How to Blow Up a Pipeline

Nonviolence should be a tactic of resistance movements, not a holy covenant As famed South African activist Nelson Mandela (1918-2013) said “ I called for nonviolent protest for as long as it was effective.”

Yet today’s climate change movement, advocating against environmental destruction, have calcified into purely nonviolent pacifists. A whole range of tactics have been deployed by successful movements, even excluding violence on people but focusing on property destruction. Was the fall of the Berlin War a violent attack on a wall?

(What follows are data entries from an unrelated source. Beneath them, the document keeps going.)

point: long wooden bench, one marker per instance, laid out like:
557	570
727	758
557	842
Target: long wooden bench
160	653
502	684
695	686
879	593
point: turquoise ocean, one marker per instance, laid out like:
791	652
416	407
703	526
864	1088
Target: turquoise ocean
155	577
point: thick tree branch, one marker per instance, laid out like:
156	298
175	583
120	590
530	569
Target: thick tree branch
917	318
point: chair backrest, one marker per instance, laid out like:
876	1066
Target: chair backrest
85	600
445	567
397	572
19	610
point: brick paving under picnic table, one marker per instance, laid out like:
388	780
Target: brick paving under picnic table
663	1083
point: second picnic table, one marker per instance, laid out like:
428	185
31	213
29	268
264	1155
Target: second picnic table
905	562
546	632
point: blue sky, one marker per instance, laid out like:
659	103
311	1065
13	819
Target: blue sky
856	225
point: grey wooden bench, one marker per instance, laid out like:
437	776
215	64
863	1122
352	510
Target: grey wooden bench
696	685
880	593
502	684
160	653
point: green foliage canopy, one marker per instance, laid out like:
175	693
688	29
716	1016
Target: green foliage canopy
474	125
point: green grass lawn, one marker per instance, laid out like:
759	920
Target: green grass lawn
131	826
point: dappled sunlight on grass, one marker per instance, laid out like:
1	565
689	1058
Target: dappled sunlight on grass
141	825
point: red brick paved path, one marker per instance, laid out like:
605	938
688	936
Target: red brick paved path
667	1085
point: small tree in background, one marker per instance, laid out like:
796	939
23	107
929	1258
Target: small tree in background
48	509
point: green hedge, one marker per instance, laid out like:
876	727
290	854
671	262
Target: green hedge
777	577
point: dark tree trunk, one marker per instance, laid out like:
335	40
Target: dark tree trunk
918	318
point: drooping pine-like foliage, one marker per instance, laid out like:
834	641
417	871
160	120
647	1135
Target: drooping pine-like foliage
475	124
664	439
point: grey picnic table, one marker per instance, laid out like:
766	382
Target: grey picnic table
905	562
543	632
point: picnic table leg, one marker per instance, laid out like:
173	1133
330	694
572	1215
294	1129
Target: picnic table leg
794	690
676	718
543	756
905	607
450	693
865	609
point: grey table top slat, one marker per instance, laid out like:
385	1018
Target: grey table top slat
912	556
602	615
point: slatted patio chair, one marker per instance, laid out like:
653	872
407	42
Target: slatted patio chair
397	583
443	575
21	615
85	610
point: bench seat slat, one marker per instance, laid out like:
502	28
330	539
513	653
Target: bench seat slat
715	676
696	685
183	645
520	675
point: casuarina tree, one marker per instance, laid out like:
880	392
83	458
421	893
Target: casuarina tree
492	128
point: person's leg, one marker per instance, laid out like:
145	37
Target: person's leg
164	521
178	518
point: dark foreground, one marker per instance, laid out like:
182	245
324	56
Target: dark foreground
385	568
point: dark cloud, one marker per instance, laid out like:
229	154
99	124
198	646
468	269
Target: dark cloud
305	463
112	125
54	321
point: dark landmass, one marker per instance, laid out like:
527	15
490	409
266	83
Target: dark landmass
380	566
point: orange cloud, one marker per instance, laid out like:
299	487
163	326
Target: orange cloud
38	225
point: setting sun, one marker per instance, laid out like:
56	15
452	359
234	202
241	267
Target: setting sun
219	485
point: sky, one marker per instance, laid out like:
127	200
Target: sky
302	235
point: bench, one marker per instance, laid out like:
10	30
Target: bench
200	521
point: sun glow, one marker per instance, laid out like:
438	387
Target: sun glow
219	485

That’s the short, provocative and effective 2021 climate activism book by Andreas Malm entitled: How to Blow Up a Pipeline: Learning to Fight in a World on Fire. It inspired a film of the same name. The movie is a fictional narrative, but the book is a challenging, but important, nonfiction read for activists.

As the author argues, the two most common defenses of nonviolence:

  • moral: we are the good guys, so nonviolence is the only option and
  • strategic: it is always taken too far, so it is actually the better option

Yet this “strategic pacifism is sanitized history,” Malm writes. All so-called nonviolent movements benefited from “the radical flank effect,” in which a more violent group pushed the issue even farther. In contrast, the nonviolent movement seemed sensible. In this way, even if radical and more centrist groups despite each other, they actually work together.

As the author writes: “There is something suspicious about total tactical conformity”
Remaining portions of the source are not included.